In un clima di generale diffidenza, siamo riusciti comunque a correggere un po’ la rotta, ottenendo delle opere di abbellimento rispetto al restauro di 8 anni fa. Investimenti che, a nostro giudizio, hanno portato ad un miglioramento della struttura, basti pensare al sistema di riscaldamento che, ad oggi, copre l’intera area dell’edificio, o al nuovo impianto di illuminazione che ha garantito una maggiore eleganza e fruibilità degli spazi.

L’inaugurazione del mercato coperto, che in passato si chiamava foro annonario, è avvenuta ad ottobre del 2018 e, già dall’anno successivo, la città ha assistito ad un rinnovamento della struttura, come documentano i vari eventi che si sono succeduti in quello stesso anno. Manifestazioni dedicate ai bambini, iniziative per famiglie, concerti, mercatini, rassegne letterarie e tante altre occasioni di socialità e di condivisione. In diversi weekend invernali, grazie al nuovo riscaldamento degli spazi, tanti nostri concittadini hanno trovato nel mercato coperto una destinazione più familiare e accogliente.

Poi è arrivato il Covid-19 e, sotto i colpi dell’emergenza pandemica, anche quel progetto ha pagato dazio. La prolungata chiusura degli spazi ha, di fatto, congelato il rilancio, facendo perdere alla struttura connotati e riferimenti.

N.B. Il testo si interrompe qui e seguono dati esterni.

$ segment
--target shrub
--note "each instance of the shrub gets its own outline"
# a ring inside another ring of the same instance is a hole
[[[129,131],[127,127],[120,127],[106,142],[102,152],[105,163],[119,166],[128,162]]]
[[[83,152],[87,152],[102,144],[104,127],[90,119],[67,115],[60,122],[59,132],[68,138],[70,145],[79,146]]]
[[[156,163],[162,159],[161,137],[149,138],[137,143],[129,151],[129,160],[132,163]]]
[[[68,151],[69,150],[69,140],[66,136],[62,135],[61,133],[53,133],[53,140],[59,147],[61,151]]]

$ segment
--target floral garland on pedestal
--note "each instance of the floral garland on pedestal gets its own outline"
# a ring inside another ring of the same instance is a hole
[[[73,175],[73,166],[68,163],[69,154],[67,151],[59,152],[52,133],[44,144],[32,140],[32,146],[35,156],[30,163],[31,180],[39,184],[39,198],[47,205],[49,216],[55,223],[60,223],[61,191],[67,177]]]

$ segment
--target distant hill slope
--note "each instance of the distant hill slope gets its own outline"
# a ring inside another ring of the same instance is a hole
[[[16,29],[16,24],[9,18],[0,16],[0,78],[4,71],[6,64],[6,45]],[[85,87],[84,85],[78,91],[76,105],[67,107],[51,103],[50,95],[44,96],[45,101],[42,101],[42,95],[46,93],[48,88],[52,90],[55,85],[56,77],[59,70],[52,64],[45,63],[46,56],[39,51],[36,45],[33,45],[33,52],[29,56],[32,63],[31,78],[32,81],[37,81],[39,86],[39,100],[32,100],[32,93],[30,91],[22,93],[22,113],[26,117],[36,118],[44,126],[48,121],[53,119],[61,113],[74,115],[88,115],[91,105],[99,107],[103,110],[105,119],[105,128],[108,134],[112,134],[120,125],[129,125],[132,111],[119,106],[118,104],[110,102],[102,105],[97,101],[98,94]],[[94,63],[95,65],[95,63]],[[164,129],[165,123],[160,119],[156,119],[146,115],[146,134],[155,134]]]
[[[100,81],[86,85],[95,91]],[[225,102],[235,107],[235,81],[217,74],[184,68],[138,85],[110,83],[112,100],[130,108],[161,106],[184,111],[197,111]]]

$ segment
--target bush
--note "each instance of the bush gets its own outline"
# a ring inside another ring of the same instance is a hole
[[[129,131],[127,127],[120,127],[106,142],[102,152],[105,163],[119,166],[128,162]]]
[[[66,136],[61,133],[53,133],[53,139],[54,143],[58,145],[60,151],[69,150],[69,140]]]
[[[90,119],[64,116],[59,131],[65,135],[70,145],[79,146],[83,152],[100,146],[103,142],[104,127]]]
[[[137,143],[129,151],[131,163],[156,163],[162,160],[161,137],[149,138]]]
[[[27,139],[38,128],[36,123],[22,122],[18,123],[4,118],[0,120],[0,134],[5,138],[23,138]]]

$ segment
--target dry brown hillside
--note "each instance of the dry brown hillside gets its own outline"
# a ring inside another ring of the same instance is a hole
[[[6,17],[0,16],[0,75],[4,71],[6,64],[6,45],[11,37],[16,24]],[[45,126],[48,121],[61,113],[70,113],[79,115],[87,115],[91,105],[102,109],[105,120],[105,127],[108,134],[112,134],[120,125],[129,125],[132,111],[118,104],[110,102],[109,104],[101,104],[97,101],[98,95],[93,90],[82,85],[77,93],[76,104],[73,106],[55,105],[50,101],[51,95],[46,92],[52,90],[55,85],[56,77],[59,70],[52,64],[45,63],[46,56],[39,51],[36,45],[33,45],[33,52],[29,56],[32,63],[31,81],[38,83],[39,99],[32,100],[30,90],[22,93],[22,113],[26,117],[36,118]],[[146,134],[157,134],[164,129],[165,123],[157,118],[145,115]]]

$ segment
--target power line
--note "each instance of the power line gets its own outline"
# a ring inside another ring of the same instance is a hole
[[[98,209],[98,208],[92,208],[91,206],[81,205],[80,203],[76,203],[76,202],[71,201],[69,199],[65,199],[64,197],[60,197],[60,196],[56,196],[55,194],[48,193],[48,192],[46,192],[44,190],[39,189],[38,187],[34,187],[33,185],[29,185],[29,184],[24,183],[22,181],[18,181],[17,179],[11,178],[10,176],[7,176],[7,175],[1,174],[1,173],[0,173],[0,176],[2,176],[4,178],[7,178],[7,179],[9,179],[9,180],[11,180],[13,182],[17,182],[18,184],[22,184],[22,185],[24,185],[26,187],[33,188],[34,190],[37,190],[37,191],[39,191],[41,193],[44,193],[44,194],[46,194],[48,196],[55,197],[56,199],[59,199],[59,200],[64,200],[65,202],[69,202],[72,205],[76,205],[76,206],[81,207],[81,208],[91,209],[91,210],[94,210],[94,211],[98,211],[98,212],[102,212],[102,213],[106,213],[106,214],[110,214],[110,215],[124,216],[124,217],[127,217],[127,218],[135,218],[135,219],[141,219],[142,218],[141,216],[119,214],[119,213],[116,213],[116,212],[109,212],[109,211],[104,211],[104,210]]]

In quei mesi difficili abbiamo comunque responsabilmente garantito il presidio dell’edificio, mantenendolo in linea di galleggiamento ma, nonostante le ostinate strategie di resilienza, il terremoto del Covid ha provocato danni irreparabili, appannando il feeling con la città e sgonfiando, almeno in parte, quell’entusiasmo che aveva invece innervato le prime fasi del progetto. Da quel momento, è stato complicatissimo ripartire e, ad oggi, non c’è dubbio che il mercato coperto abbia smarrito parte di quella forza propulsiva che, almeno nel 2019, ne aveva fatto un punto di incontro per la nostra comunità.

Ciò nonostante, nel rispetto dei nostri obblighi, in questi anni abbiamo sempre fatto il nostro dovere, contribuendo al delicato e centrale equilibrio finanziario della struttura e chiudendo, ad esempio, l’accordo con il Comune per la riacquisizione del primo piano dove saranno trasferiti gli uffici dello Sportello al Cittadino.

Pur continuando a credere nelle potenzialità del progetto, riteniamo però conclusa la nostra esperienza e siamo convinti che nessuno meglio della Proprietà possa oggi assumere la guida del mercato, indicando la rotta di un nuovo rilancio.

Al di là degli esiti, è stata per noi un’esperienza di grande valore umano ed il Mercato Coperto resterà sempre nel nostro cuore. Ci auguriamo che questo spazio, così prezioso per l’identità di Cesena, possa tornare al centro della vita cittadina diventando, come in passato, uno dei cuori pulsanti del centro storico.

Per quanto ci riguarda saremo sempre orgogliosi di aver dato un contributo in questo percorso e, nel giorno del congedo, nell’interesse di tutta la città, auguriamo alla proprietà le migliori fortune”.